Humorkritik | Oktober 2019
Oktober 2019
Oh-he-ho, die Zeiten ändern sich / und ab heute wird wieder gelacht
Oh-he-ho, die Zeiten ändern sich / ja, ab heute wird wieder nach vorne gedacht
Jürgen Renfordt
Orangehumorig
Seit 2013 läuft auf Netflix die US-Serie »Orange Is The New Black«, mit der jüngst erschienenen siebten Staffel ist nun Schluss; Zeit, die als »Dramedy« gehandelte Serie auf ihren komischen Gehalt hin abzuklopfen. Die Handlung ist rasch erzählt: Piper, eine weiße, gutsituierte New Yorkerin, muss sich für einen früheren Fall von Drogenschmuggel verantworten und für ein Jahr ins Frauengefängnis. Dort trifft sie auf eine Vielzahl deutlich rauerer, vorwiegend nicht-weißer Frauen aus weniger privilegierten Verhältnissen – diverse Stereotype und ein wenig Sozialkitsch werden hier mitgeliefert. In den ersten Folgen die klare Protagonistin, gerät Piper mehr und mehr in den Hintergrund, was ein Glück ist, denn in der Serie tummeln sich deutlich komplexere und auch komischere Figuren: Spaßig etwa der Handlungsstrang um die Afroamerikanerin Cindy, die zum Judentum konvertiert, weil ihr das koschere Knastessen besser schmeckt, die trockenen Kommentare der russischstämmigen »Red« (»All problems are boring until they’re your own«) oder die zahllosen Frotzeleien während der Essensausgabe in der Gefängniskantine (»For here or to go?«).
Ob die für zahlreiche Comedy-Preise nominierte, amerikanische Sozial- und Gefängnisstandards anprangernde Serie wegen ihrer bitteren und traurigen Aspekte überhaupt komisch zu nennen sei, wurde öfter diskutiert.

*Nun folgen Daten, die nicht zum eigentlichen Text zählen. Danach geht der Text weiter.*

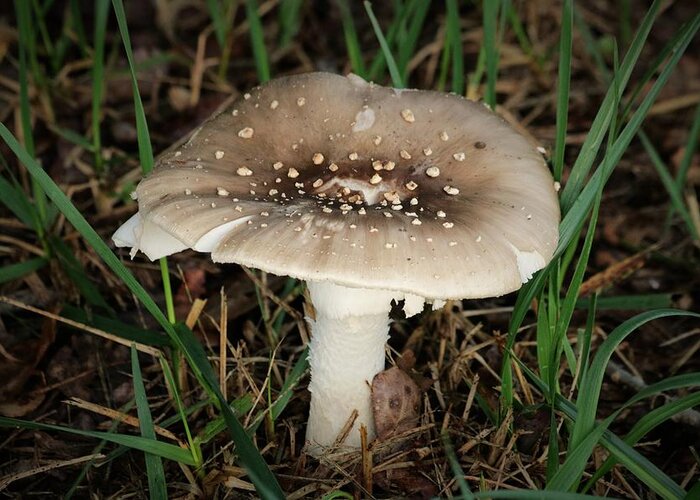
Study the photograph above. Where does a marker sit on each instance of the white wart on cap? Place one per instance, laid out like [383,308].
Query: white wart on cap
[409,191]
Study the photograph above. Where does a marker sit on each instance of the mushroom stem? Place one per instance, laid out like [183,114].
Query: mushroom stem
[349,335]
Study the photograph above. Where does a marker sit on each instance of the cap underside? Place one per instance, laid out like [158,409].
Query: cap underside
[336,180]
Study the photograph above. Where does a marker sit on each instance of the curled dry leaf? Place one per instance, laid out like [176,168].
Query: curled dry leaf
[395,402]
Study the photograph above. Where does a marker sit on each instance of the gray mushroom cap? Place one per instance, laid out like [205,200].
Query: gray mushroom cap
[330,178]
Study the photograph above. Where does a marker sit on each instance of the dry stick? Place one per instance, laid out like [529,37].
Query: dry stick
[470,398]
[81,326]
[223,342]
[366,460]
[5,481]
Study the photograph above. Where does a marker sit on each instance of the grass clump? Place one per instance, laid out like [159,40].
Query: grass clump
[161,367]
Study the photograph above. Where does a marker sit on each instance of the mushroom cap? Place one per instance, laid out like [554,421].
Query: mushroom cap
[330,178]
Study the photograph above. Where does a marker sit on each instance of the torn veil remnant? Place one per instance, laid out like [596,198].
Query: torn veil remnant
[370,195]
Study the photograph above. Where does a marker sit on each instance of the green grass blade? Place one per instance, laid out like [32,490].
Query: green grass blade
[12,196]
[569,303]
[599,127]
[250,457]
[570,225]
[569,474]
[26,52]
[154,467]
[534,495]
[219,21]
[258,471]
[564,80]
[396,78]
[631,302]
[77,25]
[165,450]
[116,327]
[143,135]
[74,137]
[636,463]
[181,410]
[590,386]
[490,22]
[646,424]
[289,20]
[257,40]
[352,43]
[690,148]
[15,271]
[454,40]
[98,78]
[416,11]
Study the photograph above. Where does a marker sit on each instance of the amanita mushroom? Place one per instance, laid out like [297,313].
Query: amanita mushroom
[370,195]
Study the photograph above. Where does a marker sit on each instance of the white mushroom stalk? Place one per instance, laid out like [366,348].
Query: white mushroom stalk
[349,335]
[367,193]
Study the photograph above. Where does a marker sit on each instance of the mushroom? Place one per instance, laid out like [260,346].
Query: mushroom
[340,192]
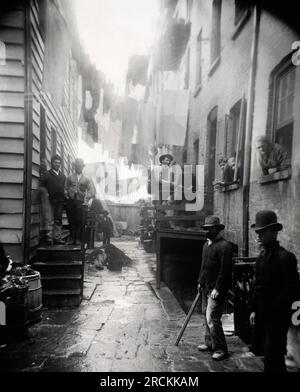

Ich möchte die Frage mit einem nicht gerade gefängnisslang-mäßigen »Yes, undoubtedly« beantworten. Denn warum soll etwas Schmerzhaftes, bisweilen Verstörendes (Mutter-Kind-Trennungen, Abschiebungen nach Mittelamerika) nicht auch gleichzeitig hochkomisch sein? Viel schwarzen (oder sollte ich sagen: orangefarbenen) Humor beweist zum Beispiel jene Szene, in der eine Insassin eine Trauerfeier für ihre gerade an Crack verstorbene Mitinsassin plant: Im Gedenken an die Tote möchte sie etwas singen und stimmt, weil ihr kein anderer Text einfällt, »Give me a Mountain Dew« an, einen Werbesong für Limonade.
Komikgeschichtlich erwähnenswert ist aber auch noch etwas anderes: Die Serie besteht fast nur aus weiblichen Figuren, und zwar Dutzenden. In diesem nahezu rein weiblichen Kosmos besetzen über 40 Darstellerinnen die gesamte Palette menschlicher und damit auch komischer Verhaltensweisen, von zaghaft witzelnd bis extrem derb. Falls noch jemand der Ansicht sein sollte, Frauen könnten nicht komisch agieren oder lediglich in bestimmten Spielarten (überdreht / selbstironisch-versöhnlich), wird er hier von einer ganzen Armada scherzender, furzender oder auf die tote Mutter eines Wärters fluchender Damen widerlegt. Drehbuchidee und Produktion stammen übrigens aus der Hand von Jenji Kohan, gleichfalls verantwortlich für die Frauenwrestling-Serie »Glow«, die ich hier (TITANIC 9/2017) bereits loben durfte.